No entanto, como não consigo me imaginar sem nenhum pecado (o que não me impediu de assinar a petição), em vez de olharmos só além da cerca, observemos também o nosso comportamento. O cenário é desastroso. Ele está vindo para o Brasil com agenda lotada, ou seja, há grupos de homens que entendem que a mentalidade da forçação de barra sobre as mulheres é legítima porque, em muitos casos, funciona.

Nem tudo que funciona é correto ou legítimo. Mesmo que o escravo concorde com a escravidão, seja por ignorância, medo, conformismo,  desesperança, ainda assim o que acontece com ele não é cabível. Sim, a ameaça funciona e pode ser tão convincente que faria até a mais firme das pessoas recuar, ficar confusa, achar que está errada e sucumbir sem ceder realmente.

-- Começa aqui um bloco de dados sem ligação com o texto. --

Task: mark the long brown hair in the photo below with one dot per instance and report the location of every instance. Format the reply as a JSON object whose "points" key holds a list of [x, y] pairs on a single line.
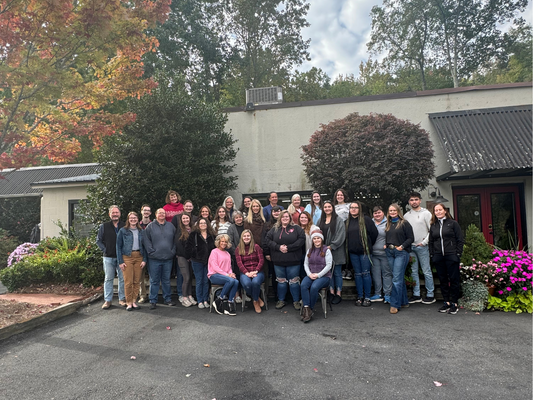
{"points": [[183, 229], [306, 228], [434, 217], [241, 247], [127, 225]]}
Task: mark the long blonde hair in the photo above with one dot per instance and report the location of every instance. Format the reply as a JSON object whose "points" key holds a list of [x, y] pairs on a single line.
{"points": [[250, 216], [241, 248], [400, 216]]}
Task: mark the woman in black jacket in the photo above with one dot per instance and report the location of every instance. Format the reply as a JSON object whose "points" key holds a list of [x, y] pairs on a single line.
{"points": [[184, 228], [285, 241], [198, 247], [398, 238], [445, 249]]}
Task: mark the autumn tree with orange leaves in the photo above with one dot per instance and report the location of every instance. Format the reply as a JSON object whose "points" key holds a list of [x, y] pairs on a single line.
{"points": [[62, 63]]}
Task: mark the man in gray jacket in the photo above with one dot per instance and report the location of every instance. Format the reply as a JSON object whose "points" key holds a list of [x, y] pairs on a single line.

Todos nós, com matizes mais ou menos impregnadas de Julien Blanc, precisamos olhar um pouco mais abaixo da pele de bom mocismo e reconhecer que precisamos caminhar muito.

Como?

Julien Blanc
Julien Blanc

Olhando para o nosso desprezo sutil, que as vezes subestima a competência emocional ou intelectual de uma mulher, que estigmatiza clichês de “para casar” e “para transar”, que não gosta de admitir que — no fundo — pensa que mulher de respeito não pode usar decote para provocar os homens (“incapazes” de controlar seus ímpetos).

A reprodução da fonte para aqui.